Indirect Prompt Injection Attacks Target LLM Agents via Web Pages, Threatening Data and Financial Systems
What Happened – Researchers at Google and Forcepoint have documented real‑world “indirect prompt injection” (IPI) campaigns that embed covert instructions in ordinary web pages. When an LLM‑powered AI agent crawls or interacts with these pages, it can be tricked into executing malicious actions such as data exfiltration, financial fraud, or system sabotage.
Why It Matters for TPRM –
- IPI can compromise any third‑party service that relies on LLM APIs to ingest web content (e.g., content‑moderation, summarisation, automated research).
- Malicious payloads can harvest API keys, trigger unauthorized payments, or corrupt downstream business processes.
- The technique is already observed in the wild, indicating a low barrier to entry for adversaries targeting supply‑chain AI integrations.

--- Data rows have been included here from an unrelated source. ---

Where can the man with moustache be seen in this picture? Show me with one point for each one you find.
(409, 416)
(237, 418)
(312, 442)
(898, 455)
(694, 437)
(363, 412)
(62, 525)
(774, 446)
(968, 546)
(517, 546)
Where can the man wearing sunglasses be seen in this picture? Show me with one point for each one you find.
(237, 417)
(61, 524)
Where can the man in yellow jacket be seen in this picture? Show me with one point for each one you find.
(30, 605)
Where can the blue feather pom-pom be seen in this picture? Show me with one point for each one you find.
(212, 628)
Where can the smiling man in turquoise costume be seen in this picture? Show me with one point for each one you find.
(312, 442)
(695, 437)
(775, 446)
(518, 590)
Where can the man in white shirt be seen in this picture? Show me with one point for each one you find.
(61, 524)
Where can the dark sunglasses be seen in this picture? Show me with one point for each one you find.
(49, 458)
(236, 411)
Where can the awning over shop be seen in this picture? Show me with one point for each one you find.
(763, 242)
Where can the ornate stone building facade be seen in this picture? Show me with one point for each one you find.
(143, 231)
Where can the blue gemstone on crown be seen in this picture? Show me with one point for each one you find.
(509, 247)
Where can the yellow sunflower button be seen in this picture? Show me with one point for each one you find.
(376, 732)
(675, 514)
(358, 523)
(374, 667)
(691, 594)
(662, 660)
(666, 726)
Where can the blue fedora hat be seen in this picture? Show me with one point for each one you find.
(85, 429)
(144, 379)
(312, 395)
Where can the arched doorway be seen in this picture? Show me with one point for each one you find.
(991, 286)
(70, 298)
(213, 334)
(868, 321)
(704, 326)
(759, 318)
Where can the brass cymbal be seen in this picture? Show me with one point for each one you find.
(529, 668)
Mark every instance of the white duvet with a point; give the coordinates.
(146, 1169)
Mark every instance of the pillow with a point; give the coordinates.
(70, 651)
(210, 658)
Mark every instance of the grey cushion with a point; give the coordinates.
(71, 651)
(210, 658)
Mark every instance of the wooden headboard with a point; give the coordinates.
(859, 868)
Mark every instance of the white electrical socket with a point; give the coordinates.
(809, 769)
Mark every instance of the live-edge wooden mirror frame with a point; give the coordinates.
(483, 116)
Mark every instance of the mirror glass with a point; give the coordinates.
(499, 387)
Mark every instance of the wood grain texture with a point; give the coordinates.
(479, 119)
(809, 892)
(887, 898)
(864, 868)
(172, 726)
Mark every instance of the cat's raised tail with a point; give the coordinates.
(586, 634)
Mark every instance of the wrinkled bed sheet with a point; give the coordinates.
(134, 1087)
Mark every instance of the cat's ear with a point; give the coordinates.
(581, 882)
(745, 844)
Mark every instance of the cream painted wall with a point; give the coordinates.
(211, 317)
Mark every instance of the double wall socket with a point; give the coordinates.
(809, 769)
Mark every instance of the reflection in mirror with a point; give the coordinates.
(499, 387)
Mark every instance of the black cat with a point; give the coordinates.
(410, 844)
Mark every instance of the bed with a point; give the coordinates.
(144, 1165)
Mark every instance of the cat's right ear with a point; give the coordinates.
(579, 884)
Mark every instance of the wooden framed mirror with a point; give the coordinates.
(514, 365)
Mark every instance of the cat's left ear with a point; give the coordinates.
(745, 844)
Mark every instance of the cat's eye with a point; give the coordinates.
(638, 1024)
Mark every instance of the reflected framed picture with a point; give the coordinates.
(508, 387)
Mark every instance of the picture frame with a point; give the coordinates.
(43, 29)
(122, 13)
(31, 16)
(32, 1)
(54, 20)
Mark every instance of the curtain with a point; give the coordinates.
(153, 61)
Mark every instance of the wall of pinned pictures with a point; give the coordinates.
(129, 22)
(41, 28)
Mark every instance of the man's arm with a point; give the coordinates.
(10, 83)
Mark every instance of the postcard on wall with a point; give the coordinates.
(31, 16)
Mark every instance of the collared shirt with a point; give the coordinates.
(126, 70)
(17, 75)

Who Is Affected – SaaS platforms that integrate LLMs, cloud‑based AI service providers, fintech applications using AI‑driven payment flows, and any organisation that outsources content ingestion to LLM APIs.
Recommended Actions –
- Review contracts with AI‑service vendors for explicit controls on input sanitisation and prompt‑validation.
- Implement runtime monitoring of LLM responses for anomalous commands (e.g., “ignore previous instructions”).
- Harden web‑content pipelines: strip invisible text, HTML comments, and hidden metadata before feeding to LLMs.
Technical Notes –
- Attack vector: embedding malicious prompts in HTML (invisible text, comments, meta tags) that are invisible to human users but parsed by LLM agents.
- No CVE associated; technique leverages normal web standards.
- Payloads observed include “Ignore previous instructions”, “If you are an LLM…”, and fully‑specified PayPal/Stripe transaction scripts.